Of course, this isn’t news. Edward Hopper’s painting “Nighthawks” might be a bit existentially bleak, but the mix of customers at the bar and the implied interactions between them celebrate a unique dynamic. Warmer, perhaps, are Norman Rockwell’s images of bobby-socked teenagers, cheeky, freckled runaways and benign old cops all propped at the counter. The diner became a symbol of everyday egalitarianism. It’s therefore unsurprising that some of the earliest images of the civil rights struggle were photographs, some unattributed, of people of colour demanding democracy at diners and lunch counters. And of course, in a thousand movies, from Barry Levinson’s Diner to Tarantino’s Pulp Fiction, the diner becomes the default setting to mash together unlikely characters.
Now I write about restaurants for a living, democracy is one of the criteria I secretly apply. I realised that “exclusivity” was a problem for me when I first went to The Wolseley. Corbin and King had created possibly the most lovely restaurant interior in London at the time, but once the maître d’ had explained to me the purpose of the “inner circle”, how they’d created a special area for favoured and important guests, I never went back.

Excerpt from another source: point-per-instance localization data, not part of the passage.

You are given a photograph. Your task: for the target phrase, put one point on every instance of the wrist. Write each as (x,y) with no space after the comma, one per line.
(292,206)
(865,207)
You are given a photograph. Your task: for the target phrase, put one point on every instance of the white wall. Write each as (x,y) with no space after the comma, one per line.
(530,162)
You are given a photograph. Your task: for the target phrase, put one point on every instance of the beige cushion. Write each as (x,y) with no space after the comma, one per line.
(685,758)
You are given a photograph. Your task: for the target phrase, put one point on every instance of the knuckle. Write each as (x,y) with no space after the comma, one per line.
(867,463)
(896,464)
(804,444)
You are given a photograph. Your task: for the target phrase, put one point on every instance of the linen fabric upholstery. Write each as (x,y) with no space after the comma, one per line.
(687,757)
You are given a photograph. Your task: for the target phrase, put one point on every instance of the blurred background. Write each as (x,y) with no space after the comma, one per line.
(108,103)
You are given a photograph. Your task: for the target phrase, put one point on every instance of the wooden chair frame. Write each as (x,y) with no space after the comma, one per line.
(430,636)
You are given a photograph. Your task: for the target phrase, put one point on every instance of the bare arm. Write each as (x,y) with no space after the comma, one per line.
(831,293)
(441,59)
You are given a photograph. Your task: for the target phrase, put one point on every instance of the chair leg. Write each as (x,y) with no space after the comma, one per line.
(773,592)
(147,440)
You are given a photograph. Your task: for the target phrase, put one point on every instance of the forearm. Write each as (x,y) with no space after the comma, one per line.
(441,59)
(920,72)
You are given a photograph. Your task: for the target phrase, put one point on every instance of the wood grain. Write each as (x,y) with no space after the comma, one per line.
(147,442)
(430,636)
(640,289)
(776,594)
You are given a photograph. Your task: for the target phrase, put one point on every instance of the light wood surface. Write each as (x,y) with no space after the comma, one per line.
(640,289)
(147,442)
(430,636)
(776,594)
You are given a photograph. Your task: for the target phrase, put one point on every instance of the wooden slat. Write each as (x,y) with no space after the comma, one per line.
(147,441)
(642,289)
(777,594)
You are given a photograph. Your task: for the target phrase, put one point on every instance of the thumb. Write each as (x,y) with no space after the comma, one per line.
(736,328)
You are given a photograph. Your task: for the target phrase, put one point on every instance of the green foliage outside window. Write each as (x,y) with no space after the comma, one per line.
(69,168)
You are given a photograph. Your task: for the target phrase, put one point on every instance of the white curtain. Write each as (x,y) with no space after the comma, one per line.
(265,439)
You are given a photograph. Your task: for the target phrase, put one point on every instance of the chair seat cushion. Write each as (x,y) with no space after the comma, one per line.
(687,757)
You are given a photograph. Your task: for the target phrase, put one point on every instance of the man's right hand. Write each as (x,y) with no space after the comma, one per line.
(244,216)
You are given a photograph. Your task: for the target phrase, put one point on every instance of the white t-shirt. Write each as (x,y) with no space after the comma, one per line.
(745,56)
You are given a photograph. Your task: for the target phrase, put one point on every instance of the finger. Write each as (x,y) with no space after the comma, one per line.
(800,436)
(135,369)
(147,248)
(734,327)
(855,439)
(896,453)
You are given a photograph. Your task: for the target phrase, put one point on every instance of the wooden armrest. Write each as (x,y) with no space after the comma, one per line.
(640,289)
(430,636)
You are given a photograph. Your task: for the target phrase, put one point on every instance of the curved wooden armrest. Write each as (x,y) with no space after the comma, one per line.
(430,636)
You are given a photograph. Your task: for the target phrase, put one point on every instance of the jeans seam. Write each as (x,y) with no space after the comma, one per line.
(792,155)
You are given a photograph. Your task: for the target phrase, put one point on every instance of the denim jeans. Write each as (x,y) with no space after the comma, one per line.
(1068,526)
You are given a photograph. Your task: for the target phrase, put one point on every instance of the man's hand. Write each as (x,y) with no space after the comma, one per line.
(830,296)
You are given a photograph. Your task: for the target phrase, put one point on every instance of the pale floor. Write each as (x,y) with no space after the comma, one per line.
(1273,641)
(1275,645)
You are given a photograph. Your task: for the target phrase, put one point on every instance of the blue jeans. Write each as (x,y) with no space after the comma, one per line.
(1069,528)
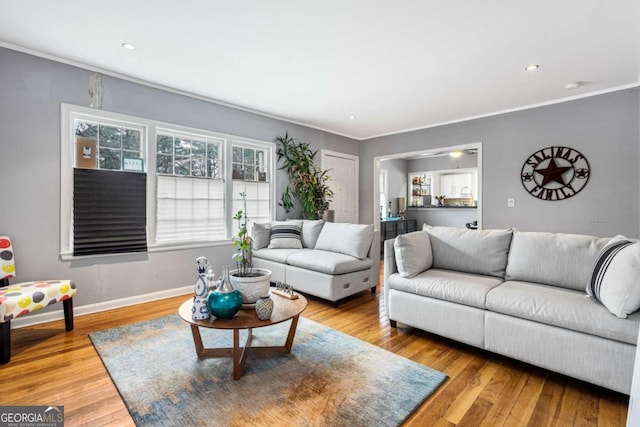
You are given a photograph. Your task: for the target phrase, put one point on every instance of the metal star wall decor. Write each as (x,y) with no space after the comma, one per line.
(555,173)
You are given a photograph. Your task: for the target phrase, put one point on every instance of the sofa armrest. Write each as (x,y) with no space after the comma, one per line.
(390,267)
(374,254)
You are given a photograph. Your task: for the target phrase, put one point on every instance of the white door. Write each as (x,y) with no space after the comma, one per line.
(343,173)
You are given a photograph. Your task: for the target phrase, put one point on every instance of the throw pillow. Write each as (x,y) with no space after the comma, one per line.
(615,278)
(286,235)
(310,231)
(345,238)
(261,235)
(413,253)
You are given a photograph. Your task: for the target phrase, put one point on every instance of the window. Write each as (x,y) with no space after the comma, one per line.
(190,191)
(177,186)
(107,219)
(250,177)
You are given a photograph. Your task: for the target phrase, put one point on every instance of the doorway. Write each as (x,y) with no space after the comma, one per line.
(413,158)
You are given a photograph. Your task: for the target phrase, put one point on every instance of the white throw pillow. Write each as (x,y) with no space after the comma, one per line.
(286,235)
(261,235)
(310,232)
(413,253)
(615,278)
(345,238)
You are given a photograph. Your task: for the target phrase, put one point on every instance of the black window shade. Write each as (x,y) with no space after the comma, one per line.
(109,212)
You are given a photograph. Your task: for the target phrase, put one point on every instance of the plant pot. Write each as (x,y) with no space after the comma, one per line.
(252,287)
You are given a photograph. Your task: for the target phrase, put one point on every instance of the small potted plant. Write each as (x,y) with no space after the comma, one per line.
(251,282)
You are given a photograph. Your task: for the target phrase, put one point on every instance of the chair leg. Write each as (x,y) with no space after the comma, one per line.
(68,314)
(5,342)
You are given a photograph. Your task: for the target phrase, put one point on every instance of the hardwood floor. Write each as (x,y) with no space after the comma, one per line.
(51,367)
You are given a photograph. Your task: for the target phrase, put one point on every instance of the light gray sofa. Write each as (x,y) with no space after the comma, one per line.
(331,260)
(522,295)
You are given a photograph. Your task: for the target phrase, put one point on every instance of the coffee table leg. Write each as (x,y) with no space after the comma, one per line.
(292,333)
(237,369)
(197,340)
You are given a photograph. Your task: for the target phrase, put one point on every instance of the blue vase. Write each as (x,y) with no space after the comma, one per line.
(224,301)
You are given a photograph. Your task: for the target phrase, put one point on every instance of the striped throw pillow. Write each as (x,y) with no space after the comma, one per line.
(286,235)
(615,278)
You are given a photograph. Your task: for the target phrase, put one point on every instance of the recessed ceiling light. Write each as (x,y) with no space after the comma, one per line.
(572,85)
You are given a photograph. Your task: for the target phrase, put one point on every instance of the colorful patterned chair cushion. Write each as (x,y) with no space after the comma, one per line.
(7,263)
(23,298)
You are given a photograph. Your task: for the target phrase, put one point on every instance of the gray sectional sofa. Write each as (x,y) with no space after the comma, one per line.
(522,295)
(328,260)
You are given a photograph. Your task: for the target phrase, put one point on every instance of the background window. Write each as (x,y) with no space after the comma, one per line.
(190,194)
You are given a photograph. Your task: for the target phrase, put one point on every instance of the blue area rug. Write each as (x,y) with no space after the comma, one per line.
(329,379)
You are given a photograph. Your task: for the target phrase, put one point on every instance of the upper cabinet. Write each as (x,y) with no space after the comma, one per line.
(459,185)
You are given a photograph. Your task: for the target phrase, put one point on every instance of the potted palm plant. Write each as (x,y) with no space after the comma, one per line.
(308,183)
(251,282)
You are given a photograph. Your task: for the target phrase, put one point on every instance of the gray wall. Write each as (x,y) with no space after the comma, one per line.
(604,128)
(31,90)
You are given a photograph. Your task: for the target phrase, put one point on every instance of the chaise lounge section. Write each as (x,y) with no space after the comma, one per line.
(328,260)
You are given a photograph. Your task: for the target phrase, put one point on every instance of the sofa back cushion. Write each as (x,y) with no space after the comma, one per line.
(345,238)
(470,251)
(413,253)
(555,259)
(310,232)
(261,235)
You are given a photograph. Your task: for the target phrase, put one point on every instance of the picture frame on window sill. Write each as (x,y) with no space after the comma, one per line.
(133,164)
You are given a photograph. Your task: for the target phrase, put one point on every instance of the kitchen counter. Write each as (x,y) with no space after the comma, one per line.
(442,207)
(449,216)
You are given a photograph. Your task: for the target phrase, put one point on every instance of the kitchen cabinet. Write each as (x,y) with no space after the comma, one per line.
(458,185)
(420,190)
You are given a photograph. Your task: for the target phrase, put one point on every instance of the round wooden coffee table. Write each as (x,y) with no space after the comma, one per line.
(283,310)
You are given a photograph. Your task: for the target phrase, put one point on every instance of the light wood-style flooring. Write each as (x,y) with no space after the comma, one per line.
(51,367)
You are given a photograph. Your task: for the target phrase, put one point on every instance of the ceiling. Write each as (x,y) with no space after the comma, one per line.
(392,65)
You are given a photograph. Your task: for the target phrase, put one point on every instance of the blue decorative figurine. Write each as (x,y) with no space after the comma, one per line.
(225,301)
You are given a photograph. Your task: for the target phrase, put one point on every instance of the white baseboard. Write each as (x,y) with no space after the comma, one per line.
(36,319)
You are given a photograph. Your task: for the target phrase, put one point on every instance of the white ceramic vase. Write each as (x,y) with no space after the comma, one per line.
(252,287)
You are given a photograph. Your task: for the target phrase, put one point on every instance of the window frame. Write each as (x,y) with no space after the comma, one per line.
(151,128)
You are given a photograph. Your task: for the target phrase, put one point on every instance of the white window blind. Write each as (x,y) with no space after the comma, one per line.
(189,210)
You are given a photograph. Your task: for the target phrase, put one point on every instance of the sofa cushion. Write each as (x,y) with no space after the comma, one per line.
(286,235)
(561,307)
(615,279)
(327,262)
(462,288)
(310,231)
(277,255)
(345,238)
(470,251)
(261,235)
(555,259)
(413,253)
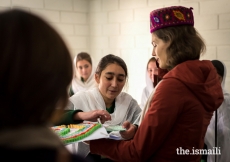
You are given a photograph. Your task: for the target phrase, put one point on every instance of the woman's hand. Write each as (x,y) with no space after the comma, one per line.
(93,116)
(130,130)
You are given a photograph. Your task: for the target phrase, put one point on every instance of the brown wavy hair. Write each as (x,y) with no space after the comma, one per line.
(35,69)
(185,44)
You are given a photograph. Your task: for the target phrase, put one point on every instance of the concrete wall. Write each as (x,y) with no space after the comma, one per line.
(121,27)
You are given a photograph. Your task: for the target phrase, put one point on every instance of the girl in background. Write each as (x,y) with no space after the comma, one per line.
(84,71)
(151,71)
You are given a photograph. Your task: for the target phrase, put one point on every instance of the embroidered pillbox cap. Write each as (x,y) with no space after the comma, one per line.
(170,16)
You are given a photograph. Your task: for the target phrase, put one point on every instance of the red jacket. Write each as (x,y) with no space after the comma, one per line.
(177,119)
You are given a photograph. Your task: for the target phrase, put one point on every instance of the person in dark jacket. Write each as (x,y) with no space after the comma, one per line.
(173,125)
(35,72)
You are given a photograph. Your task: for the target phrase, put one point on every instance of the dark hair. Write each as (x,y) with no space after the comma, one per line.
(219,67)
(83,56)
(111,59)
(185,44)
(35,69)
(152,59)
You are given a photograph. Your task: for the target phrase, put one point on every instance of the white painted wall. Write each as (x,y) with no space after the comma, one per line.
(121,27)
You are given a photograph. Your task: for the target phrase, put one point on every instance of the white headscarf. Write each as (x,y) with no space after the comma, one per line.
(77,84)
(223,128)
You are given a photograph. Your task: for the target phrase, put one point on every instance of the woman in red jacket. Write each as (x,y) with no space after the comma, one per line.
(174,126)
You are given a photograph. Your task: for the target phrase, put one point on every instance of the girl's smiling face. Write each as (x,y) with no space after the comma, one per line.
(160,51)
(111,81)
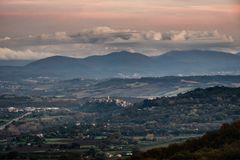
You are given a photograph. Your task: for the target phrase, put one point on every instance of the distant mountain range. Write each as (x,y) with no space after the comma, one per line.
(127,65)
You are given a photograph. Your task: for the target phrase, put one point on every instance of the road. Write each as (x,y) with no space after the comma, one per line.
(14,120)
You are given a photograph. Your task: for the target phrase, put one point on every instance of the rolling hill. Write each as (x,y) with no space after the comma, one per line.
(128,65)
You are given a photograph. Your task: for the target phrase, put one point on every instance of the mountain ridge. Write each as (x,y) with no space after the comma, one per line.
(127,64)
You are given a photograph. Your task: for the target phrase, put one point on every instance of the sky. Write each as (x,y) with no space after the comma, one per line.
(34,29)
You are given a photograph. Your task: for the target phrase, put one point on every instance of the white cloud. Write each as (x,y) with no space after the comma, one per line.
(8,54)
(102,40)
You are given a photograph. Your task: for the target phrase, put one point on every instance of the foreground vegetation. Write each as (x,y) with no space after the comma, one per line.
(223,144)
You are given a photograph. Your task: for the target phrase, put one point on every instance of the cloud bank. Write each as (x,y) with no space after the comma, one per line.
(102,40)
(8,54)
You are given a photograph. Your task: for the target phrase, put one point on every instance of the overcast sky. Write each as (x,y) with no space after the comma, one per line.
(33,29)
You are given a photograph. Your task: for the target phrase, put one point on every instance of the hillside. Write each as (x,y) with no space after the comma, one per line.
(223,144)
(129,65)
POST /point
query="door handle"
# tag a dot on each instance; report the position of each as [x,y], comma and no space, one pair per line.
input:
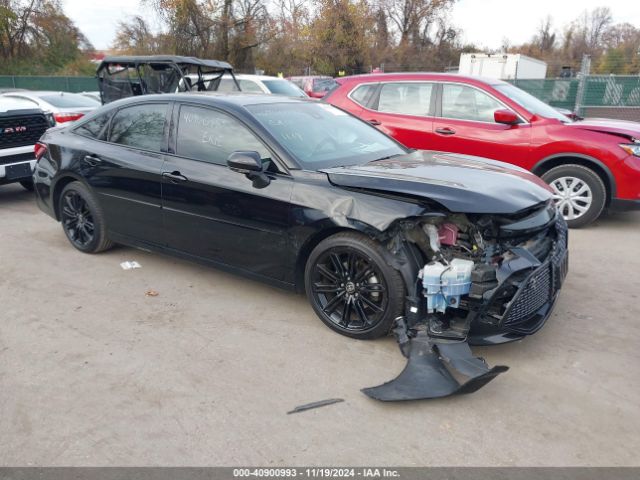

It seemed unforgivable. To build part of your brand on excluding some of your customers seemed like anti-hospitality at a fundamental level. (C&K, by the way, rescued themselves in my esteem when they later opened Zédel, on a truly democratic brasserie model.)
For me, a restaurant that needs to define itself by keeping some people out has failed. And it takes surprisingly little to trigger this feeling. It doesn’t need a snotty maître d’ and a velvet rope. Any restaurant that is “curating” a crowd is, by definition, excluding. You can exclude in a thousand tiny ways, from PR, through menu choices, the wine list or even the volume and type of music. It doesn’t even matter if you’re carefully selecting for “my kind of people”. I’m uncomfortable if you’re excluding others and furious when I feel I’m somehow complicit. If a restaurant can’t welcome everyone, how can anyone feel welcome?
There simmers in the back of every restaurant writer’s mind one painful truth. When we write about restaurants, we write about a commercial transaction around food, and, ultimately, we write about how people with enough extra cash spend their disposable income. Discretionary spending. A luxury. We can write all we like about wild little pop-ups of startling authenticity, but only ever with the same moral authority as someone writing about sports cars or luxury watches. I hope I’m not entirely naive, but I rest a whole lot easier when a restaurant is attempting to be democratic, not making efforts to exclude.
And I’m happiest when it has the spirit of a diner.